Netherlands Heart Institute, Utrecht, The Netherlands; Department of Cardiology, University Medical Center Utrecht, University of Utrecht, Utrecht, The Netherlands.
Heart Rhythm. 2022 Oct;19(10):1659-1665. doi: 10.1016/j.hrthm.2022.05.038. Epub 2022 Jun 7.
Arrhythmogenic right ventricular cardiomyopathy (ARVC) is characterized by risk of malignant ventricular arrhythmia (VA). ARVC is diagnosed using an array of clinical tests in the consensus-based Task Force Criteria (TFC), one of which is genetic testing.
The purpose of this study was to investigate the value of genetic testing in diagnosing ARVC and its relation to the occurrence of first malignant VA.

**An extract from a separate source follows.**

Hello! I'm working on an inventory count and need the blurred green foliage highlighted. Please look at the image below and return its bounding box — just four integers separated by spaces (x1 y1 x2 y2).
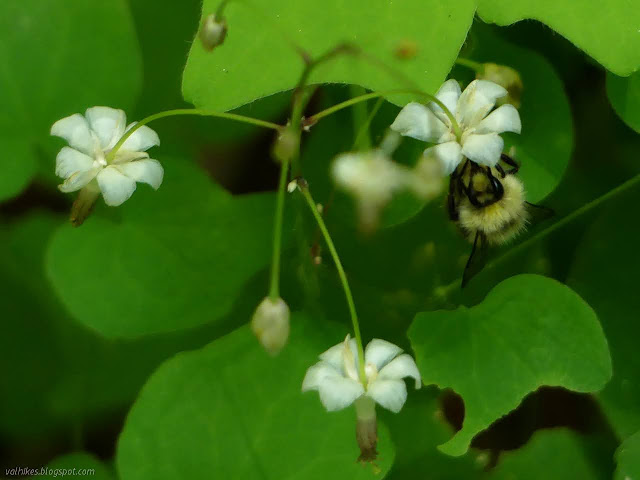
0 0 640 480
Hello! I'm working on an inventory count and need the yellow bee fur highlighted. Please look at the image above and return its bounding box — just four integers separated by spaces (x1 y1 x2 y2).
457 169 529 245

A multicenter cohort of patients with ARVC was scored using the revised 2010 TFC with and without genetic criterion, analyzing any resulting loss or delay of diagnosis. Malignant VA was defined as sustained VA (≥30-second duration at ≥100 beats/min or requiring intervention).

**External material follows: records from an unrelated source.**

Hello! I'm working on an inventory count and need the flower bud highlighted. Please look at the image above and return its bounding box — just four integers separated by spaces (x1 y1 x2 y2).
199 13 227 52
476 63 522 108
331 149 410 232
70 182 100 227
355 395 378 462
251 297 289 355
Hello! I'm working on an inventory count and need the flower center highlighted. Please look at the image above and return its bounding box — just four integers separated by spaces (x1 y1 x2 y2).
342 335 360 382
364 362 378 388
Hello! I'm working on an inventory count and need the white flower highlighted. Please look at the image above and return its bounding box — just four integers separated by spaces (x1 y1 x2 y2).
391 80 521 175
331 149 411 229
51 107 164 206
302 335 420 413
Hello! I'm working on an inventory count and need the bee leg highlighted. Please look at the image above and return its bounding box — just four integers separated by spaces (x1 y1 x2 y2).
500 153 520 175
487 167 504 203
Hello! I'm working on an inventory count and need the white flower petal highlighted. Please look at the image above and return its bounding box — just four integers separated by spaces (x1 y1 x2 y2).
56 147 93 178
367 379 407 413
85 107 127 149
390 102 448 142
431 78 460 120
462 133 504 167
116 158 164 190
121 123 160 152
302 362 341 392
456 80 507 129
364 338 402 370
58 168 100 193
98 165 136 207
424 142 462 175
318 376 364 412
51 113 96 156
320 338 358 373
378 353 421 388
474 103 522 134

We included 402 subjects (221 [55%] male; 216 [54%] proband; 40 [27-51] years old at presentation) who were diagnosed with definite ARVC. A total of 232 subjects (58%) fulfilled genetic testing criteria. Removing the genetic criterion caused loss of diagnosis in 18 patients (4%) (11 of 216 probands [5%] and 7 of 186 relatives [4%]) and delay of diagnosis by ≥30 days in 22 patients (5%) (21 of 216 probands [10%] and 1 of 186 relative [0.5%]). A first malignant VA occurred in no patients who lost diagnosis and in 3 patients (3 of 216 probands [1%] and no relatives) during their diagnosis delay, none fatal. Time-to-event analysis showed no significant difference in time from diagnosis to malignant VA between pathogenic variant carriers and noncarriers.

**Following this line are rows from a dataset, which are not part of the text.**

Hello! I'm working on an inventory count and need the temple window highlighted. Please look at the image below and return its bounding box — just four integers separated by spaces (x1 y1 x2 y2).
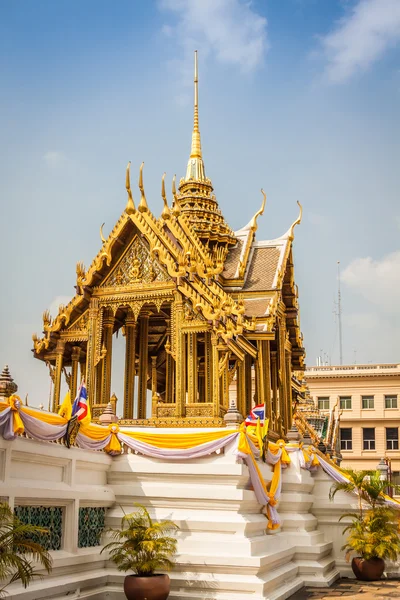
385 394 397 408
340 427 353 450
386 427 399 450
318 396 329 410
340 396 351 410
14 506 64 550
78 506 106 548
361 396 374 408
363 427 375 450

Disregarding the genetic criterion of the TFC caused loss or delay of diagnosis in 10% of patients with ARVC (40 of 402). Malignant VA occurred in 1% of cases with lost or delayed diagnosis (3 of 402), none fatal.
致心律失常性右心室心肌病(ARVC)的特征是恶性室性心律失常(VA)的风险。ARVC 使用基于共识的工作组标准(TFC)中的一系列临床测试进行诊断,其中之一是基因测试。
本研究旨在探讨基因检测在 ARVC 诊断中的价值及其与首次恶性 VA 发生的关系。
使用修订后的 2010 年 TFC 对 ARVC 多中心队列患者进行评分,同时分析有无遗传标准,分析任何由此导致的诊断延迟或漏诊。恶性 VA 定义为持续性 VA(≥30 秒,≥100 次/分或需要干预)。
我们纳入了 402 名患者(221 名[55%]男性;216 名[54%]先证者;发病时年龄为 40[27-51]岁),被诊断为明确的 ARVC。共有 232 名患者(58%)符合基因检测标准。去除遗传标准导致 18 名患者(4%)漏诊(216 名先证者中 11 名[5%]和 186 名亲属中 7 名[4%])和 22 名患者(5%)诊断延迟≥30 天(216 名先证者中 21 名[10%]和 186 名亲属中 1 名[0.5%])。无患者在漏诊时发生首次恶性 VA,在诊断延迟时,有 3 名患者(216 名先证者中 3 名[1%]和无亲属)发生恶性 VA,均无致命性。生存分析显示,携带致病性变异和非携带者从诊断到恶性 VA 的时间无显著差异。
在 ARVC 患者中,不考虑 TFC 的遗传标准会导致 10%(40 例/402 例)的患者漏诊或延迟诊断。在漏诊或延迟诊断的病例中,有 1%(402 例中有 3 例)发生恶性 VA,均无致命性。